Diğer yandan Hz. Peygamber Hicretin 6. yılında Zilkade ayının başında gördüğü bir rüyada ashabı ile birlikte güvenlik içinde Kâbe’yi ziyaret ettiklerini gördü. Bunu ashabına anlatınca, Ashab-ı kirâm bunun Kâbe ziyareti için bir müjde olduğunu anladılar. Kâbe’yi umre ziyareti için Zilkade’nin ilk pazartesi günü (13 Mart 628) bin dörtyüz kişi ile birlikte Mekke’ye doğru yola çıkıldı. Zülhuleyfe mevkiine gelince ihrama girip umre için niyet ettiler. Yanlarında Mekke’de kurban edilmek üzere yetmiş tane deve bulunuyordu. Hz. Peygamber Hudeybiye’ye gelince konakladı. Çünkü Mekkeli müşrikler onların Mekke’ye girişine engel olmak istiyorlardı. Bu arada Halid b. Velîd (ö. 21/641) komutasında iki atlıdan oluşan bir birlik göndermişlerdi. Mekke müşrikleri ile görüşmeler yapılmış, ancak o yıl için umrenin mümkün olamayacağı kanaatine varılarak, imzalanan Hudeybiye anlaşması uyarınca umre ertesi yıla bırakılmıştı (bk. Harun Ünal, “Hudeybiye Barışı” maddesi, Ş.İ.A., III, 13, 14).

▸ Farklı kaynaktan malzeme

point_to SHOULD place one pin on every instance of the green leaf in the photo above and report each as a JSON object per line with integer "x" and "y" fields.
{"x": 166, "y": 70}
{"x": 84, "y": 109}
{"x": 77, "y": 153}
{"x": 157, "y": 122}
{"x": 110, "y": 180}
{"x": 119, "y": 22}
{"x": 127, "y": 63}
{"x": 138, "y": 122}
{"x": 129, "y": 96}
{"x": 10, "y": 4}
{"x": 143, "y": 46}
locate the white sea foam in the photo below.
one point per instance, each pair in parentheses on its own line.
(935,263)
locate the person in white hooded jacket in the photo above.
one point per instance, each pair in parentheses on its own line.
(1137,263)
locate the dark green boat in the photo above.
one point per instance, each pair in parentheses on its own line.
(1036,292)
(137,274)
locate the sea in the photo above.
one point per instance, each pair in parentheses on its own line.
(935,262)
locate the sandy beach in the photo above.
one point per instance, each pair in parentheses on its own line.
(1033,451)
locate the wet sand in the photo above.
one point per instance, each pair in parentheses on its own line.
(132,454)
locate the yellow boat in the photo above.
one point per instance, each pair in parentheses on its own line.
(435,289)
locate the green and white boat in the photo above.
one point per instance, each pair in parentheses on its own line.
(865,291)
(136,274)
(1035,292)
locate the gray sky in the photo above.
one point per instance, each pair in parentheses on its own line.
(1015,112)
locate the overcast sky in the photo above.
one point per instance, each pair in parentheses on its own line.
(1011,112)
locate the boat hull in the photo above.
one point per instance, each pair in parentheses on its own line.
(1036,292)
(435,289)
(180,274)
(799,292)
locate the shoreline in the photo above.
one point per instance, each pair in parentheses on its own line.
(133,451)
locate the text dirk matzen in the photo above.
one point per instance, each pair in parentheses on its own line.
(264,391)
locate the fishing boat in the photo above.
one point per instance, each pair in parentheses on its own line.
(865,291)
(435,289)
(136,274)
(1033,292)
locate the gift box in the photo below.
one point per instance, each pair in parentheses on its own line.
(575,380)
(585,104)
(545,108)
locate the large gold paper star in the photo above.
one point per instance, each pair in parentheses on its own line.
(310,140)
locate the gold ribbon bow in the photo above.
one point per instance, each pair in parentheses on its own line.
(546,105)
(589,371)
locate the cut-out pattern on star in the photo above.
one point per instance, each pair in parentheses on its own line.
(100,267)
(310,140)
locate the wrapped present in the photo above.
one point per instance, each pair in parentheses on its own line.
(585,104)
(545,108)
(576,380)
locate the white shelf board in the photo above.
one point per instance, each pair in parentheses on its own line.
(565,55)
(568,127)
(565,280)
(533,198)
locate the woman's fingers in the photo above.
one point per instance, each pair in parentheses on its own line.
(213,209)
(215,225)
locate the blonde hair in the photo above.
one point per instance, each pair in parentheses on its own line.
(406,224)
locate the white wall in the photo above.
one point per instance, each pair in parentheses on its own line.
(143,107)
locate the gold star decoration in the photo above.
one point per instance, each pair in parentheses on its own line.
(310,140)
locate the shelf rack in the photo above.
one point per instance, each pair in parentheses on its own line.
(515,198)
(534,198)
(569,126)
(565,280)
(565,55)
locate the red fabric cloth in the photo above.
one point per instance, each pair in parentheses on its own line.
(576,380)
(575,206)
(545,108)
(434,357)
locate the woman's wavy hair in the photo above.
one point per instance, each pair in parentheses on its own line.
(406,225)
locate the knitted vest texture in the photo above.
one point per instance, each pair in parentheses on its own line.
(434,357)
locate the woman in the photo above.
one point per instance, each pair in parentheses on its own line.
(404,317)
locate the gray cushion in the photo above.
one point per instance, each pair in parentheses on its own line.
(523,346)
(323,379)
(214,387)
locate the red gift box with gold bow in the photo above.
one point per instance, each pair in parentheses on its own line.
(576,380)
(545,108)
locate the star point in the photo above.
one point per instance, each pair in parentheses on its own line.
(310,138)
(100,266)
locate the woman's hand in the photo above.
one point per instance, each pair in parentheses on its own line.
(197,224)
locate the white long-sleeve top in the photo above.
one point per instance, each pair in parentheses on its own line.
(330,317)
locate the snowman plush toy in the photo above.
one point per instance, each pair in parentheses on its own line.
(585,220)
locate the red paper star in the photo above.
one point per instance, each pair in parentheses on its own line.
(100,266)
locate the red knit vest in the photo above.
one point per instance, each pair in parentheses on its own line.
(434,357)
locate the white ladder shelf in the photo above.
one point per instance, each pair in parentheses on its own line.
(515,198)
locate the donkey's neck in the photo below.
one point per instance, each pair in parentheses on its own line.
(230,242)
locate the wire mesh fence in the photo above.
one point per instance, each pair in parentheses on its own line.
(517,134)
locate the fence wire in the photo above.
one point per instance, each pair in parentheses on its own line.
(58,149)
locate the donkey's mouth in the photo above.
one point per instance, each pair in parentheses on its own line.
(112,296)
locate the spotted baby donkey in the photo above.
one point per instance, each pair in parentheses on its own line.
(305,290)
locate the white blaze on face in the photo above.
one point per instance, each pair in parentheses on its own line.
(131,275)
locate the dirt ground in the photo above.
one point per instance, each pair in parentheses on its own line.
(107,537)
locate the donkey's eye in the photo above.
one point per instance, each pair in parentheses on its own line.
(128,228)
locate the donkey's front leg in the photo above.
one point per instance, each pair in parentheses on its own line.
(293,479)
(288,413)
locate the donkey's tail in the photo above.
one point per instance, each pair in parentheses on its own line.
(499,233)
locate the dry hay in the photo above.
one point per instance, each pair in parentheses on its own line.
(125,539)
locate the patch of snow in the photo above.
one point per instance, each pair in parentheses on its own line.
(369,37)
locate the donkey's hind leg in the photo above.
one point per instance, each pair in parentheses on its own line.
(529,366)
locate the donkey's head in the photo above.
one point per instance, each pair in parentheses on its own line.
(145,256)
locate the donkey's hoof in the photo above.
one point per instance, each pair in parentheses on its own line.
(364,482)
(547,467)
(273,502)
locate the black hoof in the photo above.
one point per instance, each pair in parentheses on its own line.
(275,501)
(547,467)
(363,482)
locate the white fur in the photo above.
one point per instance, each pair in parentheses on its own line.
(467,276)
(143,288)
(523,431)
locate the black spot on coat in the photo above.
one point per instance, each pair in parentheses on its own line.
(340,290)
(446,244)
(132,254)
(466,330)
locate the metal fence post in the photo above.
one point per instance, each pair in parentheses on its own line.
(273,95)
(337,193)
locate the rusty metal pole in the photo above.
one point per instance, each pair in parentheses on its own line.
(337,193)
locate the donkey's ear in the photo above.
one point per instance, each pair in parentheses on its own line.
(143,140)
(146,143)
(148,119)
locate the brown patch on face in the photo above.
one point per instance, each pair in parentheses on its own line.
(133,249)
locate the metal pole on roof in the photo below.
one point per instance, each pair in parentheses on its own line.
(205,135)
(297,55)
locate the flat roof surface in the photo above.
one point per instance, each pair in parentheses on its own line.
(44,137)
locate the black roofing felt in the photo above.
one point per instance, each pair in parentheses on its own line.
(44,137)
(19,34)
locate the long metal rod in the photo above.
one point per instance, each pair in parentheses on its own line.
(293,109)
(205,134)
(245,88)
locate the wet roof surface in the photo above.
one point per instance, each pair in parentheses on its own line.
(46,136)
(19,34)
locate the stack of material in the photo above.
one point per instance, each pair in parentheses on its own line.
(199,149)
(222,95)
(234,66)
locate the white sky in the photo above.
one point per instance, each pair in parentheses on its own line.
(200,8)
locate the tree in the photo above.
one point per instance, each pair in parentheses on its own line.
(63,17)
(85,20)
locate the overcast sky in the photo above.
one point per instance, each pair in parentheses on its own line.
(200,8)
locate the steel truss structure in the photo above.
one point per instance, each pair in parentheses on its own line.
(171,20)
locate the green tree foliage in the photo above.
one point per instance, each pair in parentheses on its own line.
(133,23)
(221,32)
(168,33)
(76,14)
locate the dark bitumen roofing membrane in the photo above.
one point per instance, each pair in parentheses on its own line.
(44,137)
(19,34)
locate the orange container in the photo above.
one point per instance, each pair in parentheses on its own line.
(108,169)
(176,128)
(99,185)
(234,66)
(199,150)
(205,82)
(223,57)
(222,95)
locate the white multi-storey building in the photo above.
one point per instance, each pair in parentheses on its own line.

Burada Hz. Peygamber kendi kurbanını kesip tıraş oldu ve ihramdan çıktı, diğer müminler de yarışırcasına kurbanlarını kesip tıraş oldular.
Allah Teâlâ, Resulu Hz. Muhammed’in gördüğü rüyayı 7. hicret yılında yapılan “kaza umresi” ile doğrulamıştır. Kur’an-ı Kerîm’de bu durum şöyle haber verilir: “Şüphesiz ki Allah, peygamberinin rüyasını doğru çıkardı. Ey müminler! Elbette ki sizler, Allah dilerse güven içinde saçlarınızı tıraş etmiş veya kısaltmış olarak, korkmadan Mescid-i Haram’a gireceksiniz. Allah sizin bilmediklerinizi bildi ve Mescid-i Haram’a girmeden önce yakın bir fetih ihsan etti” (el-Fetih, 48/27). Ayette Mekke’nin fethedileceğine de işaret vardır (bk. Hamdi Döndüren, Delilleriyle İslâm İlmihali, İstanbul 1991, 586).